Габриэль. Будь он проклят.
— Грязнуля, ну надо же. – Он смакует каждый звук унижения, не торопится, наслаждается тем, как слова ядом злости проникают в мое самообладание.
О да, Габриэль всегда мастерски умел унижать людей. С первого раза нащупывал их болевые точки, безошибочно распознавал порог допустимого и всегда – всегда! – переступал его просто так, ради забавы, ради того, чтобы смотреть, как его издевательства превратят человека в ничто.
— Что ты здесь делаешь? – спрашиваю на удивление спокойным голосом.
Габриэль приподнимает бровь, чуть подается вперед, раскатывая меня в блин одним своим взглядом. У него такие глаза… Они светло-янтарные, невыносимо яркие на смуглом лице. Глаза злого ангела.
«Закрой свои поганые глаза!» - орет мое до смерти испуганное подсознание, но я только сильнее стискиваю пальцы на сумке.
— Я здесь на могиле брата, грязнуля, - низким рокотом отвечает он.
Потом целует сложенные указательный и средний пальцы, прикладывает их к забрызганному листьями мрамору и говорит, явно не мне:
— Спи с миром, Раф.
А когда я пробую увеличить расстояние между нами, арканит меня одним единственным словом:
— Стоять.
Господи, если ты слышишь молитвы своей грешной дочери, спаси и защити.
3. Глава третья: Габриэль
Глава третья: Габриэль
Она стоит так близко, что я вижу, как бешено колотится артерия на ее шее.
На белой шее с россыпью мелких родинок, такой тонкой, что я бы запросто свернул ее одной рукой. И вся она какая-то… блядь, нескладная, тощая, как оголодалый воробей. И взгляд такой же, даром, что глаза огромные, как херовы блюдца: настороженный, словно смотришь на взведенный арбалет. И ждешь-ждешь, что выстрелит – и ударит в самые печенки.
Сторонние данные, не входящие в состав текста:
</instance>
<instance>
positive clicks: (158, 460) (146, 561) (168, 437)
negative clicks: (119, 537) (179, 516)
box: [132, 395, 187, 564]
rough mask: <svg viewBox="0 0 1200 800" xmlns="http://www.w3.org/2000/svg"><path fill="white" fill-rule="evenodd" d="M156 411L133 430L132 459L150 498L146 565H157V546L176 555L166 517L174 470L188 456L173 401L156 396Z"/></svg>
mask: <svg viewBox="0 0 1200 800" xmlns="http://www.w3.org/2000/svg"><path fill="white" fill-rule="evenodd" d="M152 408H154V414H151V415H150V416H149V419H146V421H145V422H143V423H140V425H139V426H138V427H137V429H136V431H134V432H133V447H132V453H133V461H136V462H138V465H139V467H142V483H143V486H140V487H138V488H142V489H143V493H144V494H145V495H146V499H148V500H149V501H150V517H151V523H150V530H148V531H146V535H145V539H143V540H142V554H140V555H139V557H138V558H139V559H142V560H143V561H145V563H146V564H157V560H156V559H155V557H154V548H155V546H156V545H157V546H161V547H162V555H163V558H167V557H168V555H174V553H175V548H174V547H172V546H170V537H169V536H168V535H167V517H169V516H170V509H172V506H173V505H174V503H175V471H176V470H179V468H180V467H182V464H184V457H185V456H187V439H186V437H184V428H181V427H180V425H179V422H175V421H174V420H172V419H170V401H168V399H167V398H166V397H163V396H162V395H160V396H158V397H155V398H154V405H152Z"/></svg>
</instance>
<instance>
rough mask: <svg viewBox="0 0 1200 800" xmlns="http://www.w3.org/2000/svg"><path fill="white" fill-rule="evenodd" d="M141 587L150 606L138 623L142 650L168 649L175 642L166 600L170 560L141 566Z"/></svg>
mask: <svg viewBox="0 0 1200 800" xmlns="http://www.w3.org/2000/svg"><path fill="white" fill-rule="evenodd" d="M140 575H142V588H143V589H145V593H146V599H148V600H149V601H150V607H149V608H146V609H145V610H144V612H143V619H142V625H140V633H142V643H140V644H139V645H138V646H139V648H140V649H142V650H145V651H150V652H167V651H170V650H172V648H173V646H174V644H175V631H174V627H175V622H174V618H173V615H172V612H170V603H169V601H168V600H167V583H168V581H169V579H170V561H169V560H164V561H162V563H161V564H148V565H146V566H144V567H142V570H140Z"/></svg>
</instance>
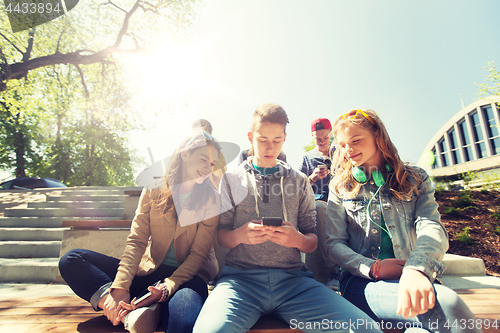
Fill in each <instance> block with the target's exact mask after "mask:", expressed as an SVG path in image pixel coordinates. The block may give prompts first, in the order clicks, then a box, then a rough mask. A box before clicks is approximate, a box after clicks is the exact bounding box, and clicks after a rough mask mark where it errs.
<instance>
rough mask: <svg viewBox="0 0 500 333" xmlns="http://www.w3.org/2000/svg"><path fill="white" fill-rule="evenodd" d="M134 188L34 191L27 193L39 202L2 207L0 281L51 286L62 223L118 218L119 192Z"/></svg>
mask: <svg viewBox="0 0 500 333" xmlns="http://www.w3.org/2000/svg"><path fill="white" fill-rule="evenodd" d="M140 189H141V188H140V187H107V186H106V187H104V186H92V187H85V186H80V187H72V188H67V189H58V190H57V191H54V189H39V190H33V192H35V193H36V194H37V195H40V194H44V195H45V197H46V199H45V201H44V202H29V203H28V204H27V207H26V205H21V206H18V207H12V208H6V209H5V212H4V216H3V217H0V283H5V282H23V283H51V282H54V281H55V280H56V276H57V272H58V268H57V263H58V261H59V254H60V250H61V240H62V235H63V231H64V230H65V228H62V227H61V226H62V221H65V220H85V219H87V220H121V219H123V215H124V204H125V198H126V195H125V194H124V191H128V190H140ZM2 192H3V191H2ZM16 192H17V193H19V192H18V191H16ZM3 196H4V197H5V192H3ZM38 201H40V200H38ZM20 207H22V208H20Z"/></svg>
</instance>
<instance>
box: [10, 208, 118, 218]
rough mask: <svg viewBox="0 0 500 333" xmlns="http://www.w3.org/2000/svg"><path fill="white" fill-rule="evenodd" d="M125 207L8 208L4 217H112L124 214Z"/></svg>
mask: <svg viewBox="0 0 500 333" xmlns="http://www.w3.org/2000/svg"><path fill="white" fill-rule="evenodd" d="M123 213H124V209H123V208H102V209H99V208H7V209H5V213H4V217H23V216H36V217H51V216H53V217H55V216H61V217H62V216H82V217H83V216H87V217H91V216H92V217H94V216H95V217H97V216H101V217H111V216H123Z"/></svg>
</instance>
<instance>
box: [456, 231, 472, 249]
mask: <svg viewBox="0 0 500 333" xmlns="http://www.w3.org/2000/svg"><path fill="white" fill-rule="evenodd" d="M469 230H470V228H469V227H465V228H464V229H463V230H462V232H461V233H458V234H457V235H456V239H457V241H459V242H461V243H463V244H465V245H474V243H475V241H474V239H473V238H472V237H471V235H469Z"/></svg>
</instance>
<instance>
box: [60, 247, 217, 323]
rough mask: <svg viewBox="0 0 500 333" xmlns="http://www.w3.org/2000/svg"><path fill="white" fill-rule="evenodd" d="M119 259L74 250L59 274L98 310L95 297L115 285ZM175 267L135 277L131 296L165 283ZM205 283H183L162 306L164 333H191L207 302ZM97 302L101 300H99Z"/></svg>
mask: <svg viewBox="0 0 500 333" xmlns="http://www.w3.org/2000/svg"><path fill="white" fill-rule="evenodd" d="M119 263H120V260H119V259H116V258H113V257H109V256H106V255H104V254H101V253H97V252H94V251H90V250H82V249H74V250H70V251H68V252H67V253H66V254H65V255H63V256H62V257H61V260H59V271H60V272H61V276H62V277H63V279H64V281H66V283H67V284H68V285H69V286H70V288H71V289H72V290H73V291H74V292H75V294H77V295H78V296H79V297H81V298H83V299H84V300H86V301H88V302H91V300H92V298H93V296H94V300H92V303H94V304H93V307H94V309H96V310H97V305H96V302H95V299H96V297H95V295H98V294H99V291H100V290H102V289H103V288H104V289H105V288H106V286H108V287H109V286H110V285H111V283H112V282H113V280H114V278H115V276H116V272H117V270H118V265H119ZM175 270H176V267H171V266H167V265H161V266H160V267H159V268H158V269H157V270H155V271H154V272H152V273H151V274H149V275H145V276H136V277H135V278H134V279H133V280H132V285H131V286H130V297H131V298H133V297H137V296H138V295H140V294H141V292H142V291H143V290H144V289H146V288H147V287H148V286H150V285H152V284H154V283H155V282H157V281H158V280H163V279H165V278H167V277H169V276H170V275H172V273H173V272H174V271H175ZM207 296H208V289H207V285H206V283H205V282H204V281H203V280H202V279H201V278H200V277H198V276H195V277H194V278H193V279H191V280H190V281H188V282H186V283H184V284H183V285H182V286H181V287H180V288H179V289H178V290H177V292H176V293H175V294H174V295H173V296H172V297H171V298H170V299H169V300H168V301H167V302H166V303H164V304H163V307H162V322H163V327H164V328H165V332H168V333H173V332H191V330H192V328H193V326H194V323H195V321H196V317H197V316H198V313H199V312H200V310H201V308H202V306H203V303H204V302H205V300H206V299H207ZM97 301H98V299H97Z"/></svg>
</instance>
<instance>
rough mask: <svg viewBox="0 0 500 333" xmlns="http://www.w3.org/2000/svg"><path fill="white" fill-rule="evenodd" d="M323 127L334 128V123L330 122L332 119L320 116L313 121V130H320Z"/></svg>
mask: <svg viewBox="0 0 500 333" xmlns="http://www.w3.org/2000/svg"><path fill="white" fill-rule="evenodd" d="M322 129H330V130H331V129H332V124H331V123H330V120H328V119H326V118H318V119H314V120H313V121H312V122H311V132H314V131H319V130H322Z"/></svg>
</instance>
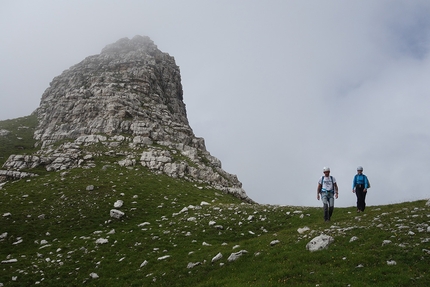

Грязнуля Кира. Хотя про себя я всегда называю ее «Кира-блядь», и других слов она не заслуживает.
Воображение живо рисует картинку, где она, распятая на медицинском столе, извивается, пока я собственной рукой набиваю на ее тощую задницу эти слова, и соблазн устроить ей такой свадебный подарок так велик, что приходится вцепиться в карманы изнутри.
— Что ты здесь забыла? – спрашиваю тяжелее, чем собирался.
С Кирой всегда так было: с первого дня, как Раф притащил ее к нам домой, было ясно – она все испортит, сломает, изваляет в грязи, потому что таким, как она, место в самом дешевом борделе Таиланда, где ночь с девочкой стоит меньше, чем гамбургер в обычной забегаловке. Ума не приложу, почему я тогда не нашел хороших ребят, которые бы устроили ей незабываемые каникулы. Всего на насколько дней, может, неделю. Чтобы маленькую тварь порвали, как шавку, чтобы на всю жизнь запомнила, где ее место.
И когда я готовлюсь ее догонять, зараза вздергивает подбородок и вместо того, чтобы прислушаться к инстинкту самосохранения и хотя бы попытаться сбежать, вдруг идет прямо на меня. Точнее, мимо меня, к могиле. Кладет цветок на плиту и начинает бормотать… Бля, что она там бормочет? Молитву?
Я хватаю ее за локоть: слишком быстро, чтобы Кира могла это предугадать. Да я и сам не мог, потому что даже касаться ее невыносимо противно. Как будто схватился за оголенный провод и ладонь обуглилась сразу до кости.
— Заткни свой поганый рот, - шиплю в плотно закрытые глаза и почти волоком оттаскиваю ее прочь, подальше от места, которое не должно быть осквернено ее дыханием и запахом.
Она не сопротивляется, но едва успевает переставлять ноги, подстраиваясь под мой быстрый шаг. Останавливаюсь, когда перед глазами маячит каменный забор, а могилы остаются далеко позади. Я безбожник, антихрист, потому что поклоняюсь своей собственной вере, в которой нет херни про всепрощение, вторую щеку и «не согреши», но даже я уважаю покой мертвецов.